夏休みと淫魔が巣くう聖堂
有利書:作

■ 第1章4

呟いた時、ファリナの目は座っていた。
「苦手なんだよねぇ・・ファリナのあの顔は。」
とファリナ本人に、聞こえないように呟いた。
ファーナは、その後町を徘徊した。

一方その頃、茉莉とファリナは

「ファリナさんは、あのファーナさんをどう思ってるのですか?」
ファリナと茉莉は、駅前にある喫茶店に来ていた。
「あの子は、勝気で明るい子で憎めない子なんだけれどどうしてかほっておけない・・。」
俯きながらファリナが呟いた。
ファーナとファリナは同じ魔術結社に属しており茉莉たち巫女組織とは対立する組織である。
「彼女が、私の監視をする為に私に近づいているのはなんとなく、わかっていたけど公にはしたくない。」
茉莉がファリナに。
「結城さんは、ご存知だったのですか?」
とだけ、ファリナがつぶやいた。
「けれど、監視の件で私はファーナさんには何も言わないつもりでいるつもりよ。」
「結城さん・・。」
ファリナがポツリと。
「けれど、ファーナさんは良い生徒だよ。私が、困っている時でも随分と助けられたしね。」
茉莉がファリナに。
「あの子は、困っている人を見るとほっておけない性格の持ち主なんだけれど一度前を向いたら絶対に後ろには振り向かないので心配です。」
ファリナが呟くも、俯いたままであった。

「ファーナさんって、羨ましいな。」
沈黙を守り続けていた茉莉が呟いた。
「ファーナさんが、羨ましい?」
キョトンとした顔でファリナが呟いた。
「私、ファーナさんみたいに自分の暴走を止めてくれるような友人はいないから・・。」
茉莉がそう呟いた。
「私は、小さいころから一人前の巫女になる為に、厳しい手ほどきを受けていたから。」
とだけ、呟いた。

「巫女さんの終業って、そんなに厳しいんだ。」
ファリナが呟いた。

「お客さん、いかがいたしました?」
店員の1人が、大声を上げた。
「うっせえ! ごちゃごちゃしゃべんな!」
大声をあげ、威嚇するように男性客が大声を上げた。
男は、ナイフを取り出しては店員を人質に取った。
「おらぁ、全員こっちへ来いよ。」
こうなれば、もはや立て篭もりである。
店員を始め、茉莉やファリナも同じ場所に集められては床に座らされていた。

この事は、隣の下着売り場の女性店員から警察に通報されたのだが犯人はおろか茉莉達も知る由はない。
「お腹すいたから、何か食べよう。」
そう呟き、1人の少女が店内に入って来た。
「あ、あれは・・深月さん」
ファリナが呟いた。
「深月さん?」
茉莉も呟くや、深月と言う名前の少女を見た。

「な、なんやてめえは?」
立て篭もり犯は、少女を見るや大声を上げた。
「何って、ただの客。

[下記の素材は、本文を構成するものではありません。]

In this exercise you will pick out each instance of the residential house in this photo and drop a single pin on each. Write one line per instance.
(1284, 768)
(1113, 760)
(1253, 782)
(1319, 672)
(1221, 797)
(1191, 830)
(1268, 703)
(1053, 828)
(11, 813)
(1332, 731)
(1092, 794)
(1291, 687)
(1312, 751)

」
とだけ、少女は呟いた。
その少女の右手には、細身の剣が握られていた。
これは、明らかに銃刀法違反である。

「ええ。私と同じ学校に通っていて占い師として名の知れた女子高生なんだけど・・・。」
ファリナがつぶやいた。
「おらぁ1こっちこいや。」
立て篭もり犯は、少女に向かって叫んだ。
「はいはい。」
少女は呟き、茉莉の横にちょこんと座った。